O índio, piloto e cacique Marcos Terena é uma liderança respeitada internacionalmente e o ponto de equilíbrio autoridades brancas e os povos indígenas. Terena tem uma de luta, de diálogos e de fé.
Voltemos no tempo. Em 1990, o jornalista Zózimo Barroso do Amaral deu em sua coluna do Jornal do Brasil uma nota, com o título “Procura-se” dizendo que o líder indígena Marcos Terena acabara de ser demitido da Funai, onde era piloto – mesmo tendo entrado em avião só como passageiro e morrendo de medo.
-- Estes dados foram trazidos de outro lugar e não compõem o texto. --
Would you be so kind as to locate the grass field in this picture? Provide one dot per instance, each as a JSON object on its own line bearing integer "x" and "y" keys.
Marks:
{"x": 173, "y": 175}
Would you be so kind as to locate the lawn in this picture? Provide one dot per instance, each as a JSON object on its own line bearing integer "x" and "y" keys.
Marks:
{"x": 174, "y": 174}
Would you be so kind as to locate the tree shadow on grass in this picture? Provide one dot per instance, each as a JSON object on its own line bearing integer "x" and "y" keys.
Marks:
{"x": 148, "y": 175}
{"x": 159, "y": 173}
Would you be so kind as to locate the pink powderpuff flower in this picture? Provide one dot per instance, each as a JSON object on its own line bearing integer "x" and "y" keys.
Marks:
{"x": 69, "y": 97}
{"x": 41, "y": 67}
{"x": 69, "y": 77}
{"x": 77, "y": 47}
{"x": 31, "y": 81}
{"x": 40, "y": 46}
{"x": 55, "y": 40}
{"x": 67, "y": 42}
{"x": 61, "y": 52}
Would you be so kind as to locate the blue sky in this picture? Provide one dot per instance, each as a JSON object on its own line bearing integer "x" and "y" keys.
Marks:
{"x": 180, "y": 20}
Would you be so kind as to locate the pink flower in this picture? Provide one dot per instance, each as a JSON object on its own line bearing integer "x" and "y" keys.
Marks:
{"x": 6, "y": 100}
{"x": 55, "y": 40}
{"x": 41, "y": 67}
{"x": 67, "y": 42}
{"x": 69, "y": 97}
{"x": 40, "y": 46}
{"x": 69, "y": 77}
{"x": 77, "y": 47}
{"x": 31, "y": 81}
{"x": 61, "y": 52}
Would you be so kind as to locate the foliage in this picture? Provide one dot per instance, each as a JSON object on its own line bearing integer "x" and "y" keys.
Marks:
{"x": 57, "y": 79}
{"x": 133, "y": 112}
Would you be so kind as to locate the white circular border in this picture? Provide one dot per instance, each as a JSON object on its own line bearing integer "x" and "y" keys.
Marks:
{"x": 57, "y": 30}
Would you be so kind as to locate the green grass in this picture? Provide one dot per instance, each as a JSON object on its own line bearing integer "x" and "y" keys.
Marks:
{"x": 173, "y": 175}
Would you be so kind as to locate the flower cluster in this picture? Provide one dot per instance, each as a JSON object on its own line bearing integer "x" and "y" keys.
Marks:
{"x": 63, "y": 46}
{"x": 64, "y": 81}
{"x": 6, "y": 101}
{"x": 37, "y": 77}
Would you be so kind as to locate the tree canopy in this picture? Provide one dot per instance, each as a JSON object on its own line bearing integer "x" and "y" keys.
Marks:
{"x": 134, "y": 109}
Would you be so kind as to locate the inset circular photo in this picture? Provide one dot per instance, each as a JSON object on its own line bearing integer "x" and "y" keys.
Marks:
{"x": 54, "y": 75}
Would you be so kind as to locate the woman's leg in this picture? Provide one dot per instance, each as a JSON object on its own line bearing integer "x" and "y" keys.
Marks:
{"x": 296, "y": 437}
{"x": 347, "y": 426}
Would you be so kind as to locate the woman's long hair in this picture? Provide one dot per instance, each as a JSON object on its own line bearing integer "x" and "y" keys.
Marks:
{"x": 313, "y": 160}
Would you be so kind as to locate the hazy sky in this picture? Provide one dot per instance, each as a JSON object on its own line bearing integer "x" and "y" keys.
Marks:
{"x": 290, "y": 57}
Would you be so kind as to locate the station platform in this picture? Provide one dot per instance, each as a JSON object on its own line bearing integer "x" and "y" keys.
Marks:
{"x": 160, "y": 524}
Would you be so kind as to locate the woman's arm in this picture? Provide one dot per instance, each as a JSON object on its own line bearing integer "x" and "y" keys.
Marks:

Foi na resposta de Marcos Terena ao JB, que se conheceu o valor, a grandeza, a altivez e a dignidade de um índio. Escreveu ele ao JB:
“Sou um dos 240 mil índios brasileiros e um dos seus interlocutores junto ao homem branco. Quando ainda tinha nove anos, fui levado a conhecer o mundo. Era preciso ler, escrever e falar o português. Um dia a professora me pôs de castigo, não sabia por quê, mas obedeci. Fiquei de frente para o quadro negro, de costas para a sala. Quando meus colegas entraram, morreram de rir. Não sabia o motivo, mas sentia-se orgulhoso por fazê-los rir. Eles riam porque descobriram meu segredo: meu sapato não tinha sola, apenas um buraco, amarrado por arame. Naquele momento, sem querer, acabei descobrindo o segredo do homem civilizado: suas crianças não eram apenas crianças. Apenas uma palavra as separava das outras crianças: pobreza.” 
E Terena continua sua carta:
“Um dia me chamaram de “japonês”. Decidi adotar essa identidade. E fiz isso por 14 anos.” 
Foi passando por japonês que Marcos Terena conseguiu estudar, entrar para a FAB, aprender a pilotar. Veio para Brasília. Deixou de ser japonês para voltar a ser índio. Ai descobriu que era “tutelado”. Mais: como tinha estudo, começou a explicar a lei para seus companheiros de selva. “Expliquei – diz ele – e fui acorrentado. Pelos índios, como irmãos. Pela Funai, como subversivo da ordem e dos costumes”. Veio o drama: continuar sendo branco-japonês e exercer sua profissão de piloto, ou voltar a ser índio, mesmo sendo subversivo. Marcos Terena era o próprio filho pródigo. Sabia ler, escrever, analisar o mundo, entender outras línguas. Mas, como índio, recebeu um castigo dos tutores da Funai: não podia exercer sua profissão, pilotar. Só depois de muita luta, recebeu seu brevê do Ministério da Aeronáutica. A carta de Terena ao JB continua. É linda. Uma lição! Quando publicada, mereceu uma crônica especial da Acadêmica Rachel de Queiroz.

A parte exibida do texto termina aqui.